India Launches Reusable Spacecraft

The Reusable Launch Vehicle launches into space.

Image: The Reusable Launch Vehicle-Technology Demonstrator (RLV-TD) takes flight (Image: ISRO) | Gizmodo

India just test launched their first reusable space vehicle, the Launch Vehicle-Technology Demonstrator (RLV-TD). The RLV-TD is much smaller than the old orbiters that NASA used to use, which came in at 122 feet in length. India’s vehicle is only 22 feet long, which makes it a lot easier to get into orbit, and a lot cheaper. The total cost was $14 million, as opposed to the $1 billion a single orbiter like Endeavor cost.

Technology has advanced a lot since the beginning of NASA’s space shuttle program, and even since NASA ended that program, and that helps make things cheaper. But the scale of difference between the two costs is massive, and will give India the opportunity to experiment quite a bit more. That’ll have to wait though, as this was only the first, unmanned test flight, but it was even more successful than expected. The shuttle was successfully navigated to a safe landing, despite expectations that it would not survive the landing. The total flight only lasted 770 seconds, almost 13 minutes.
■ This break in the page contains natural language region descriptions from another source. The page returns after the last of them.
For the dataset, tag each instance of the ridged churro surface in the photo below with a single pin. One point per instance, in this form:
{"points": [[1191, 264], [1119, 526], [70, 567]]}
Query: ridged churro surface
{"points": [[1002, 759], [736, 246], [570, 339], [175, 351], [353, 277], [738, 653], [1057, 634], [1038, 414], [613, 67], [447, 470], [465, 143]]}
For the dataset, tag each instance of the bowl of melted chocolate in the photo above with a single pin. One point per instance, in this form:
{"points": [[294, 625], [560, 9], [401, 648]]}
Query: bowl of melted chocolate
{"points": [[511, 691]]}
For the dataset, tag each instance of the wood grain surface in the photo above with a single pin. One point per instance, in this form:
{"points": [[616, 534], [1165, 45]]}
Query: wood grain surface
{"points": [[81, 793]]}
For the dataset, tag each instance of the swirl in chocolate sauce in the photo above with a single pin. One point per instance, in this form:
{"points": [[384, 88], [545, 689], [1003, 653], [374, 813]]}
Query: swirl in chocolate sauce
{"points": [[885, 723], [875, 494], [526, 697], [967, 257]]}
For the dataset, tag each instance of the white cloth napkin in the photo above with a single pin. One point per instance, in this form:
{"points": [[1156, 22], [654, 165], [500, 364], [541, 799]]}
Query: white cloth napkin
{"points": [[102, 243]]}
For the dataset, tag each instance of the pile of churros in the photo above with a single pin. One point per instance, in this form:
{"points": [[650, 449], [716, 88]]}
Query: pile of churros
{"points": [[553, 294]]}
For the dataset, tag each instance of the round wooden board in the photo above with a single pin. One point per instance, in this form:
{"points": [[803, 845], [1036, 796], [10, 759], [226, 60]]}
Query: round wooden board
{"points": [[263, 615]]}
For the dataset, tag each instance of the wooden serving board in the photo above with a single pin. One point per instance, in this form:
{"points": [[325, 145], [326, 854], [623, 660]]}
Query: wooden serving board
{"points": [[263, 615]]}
Not only is this a big deal for India and the Indian Space Research Organisation, but it’s a big deal for space exploration overall. Reusable spacecraft are a big deal, with Space X and other companies working to develop efficient, safe, and reusable methods of moving goods and people to space, and eventually to other bodies in space. It’s not a particularly outrageous goal these days, with Space X working on an unmanned flight to Mars. One of the big hurdles to reusable spacecraft is keeping the cost down, as they generally require more investment to get them working, but over time will save money because we won’t need a new craft for every mission. India has shown us that it’s possible to make reusable craft for quite cheap.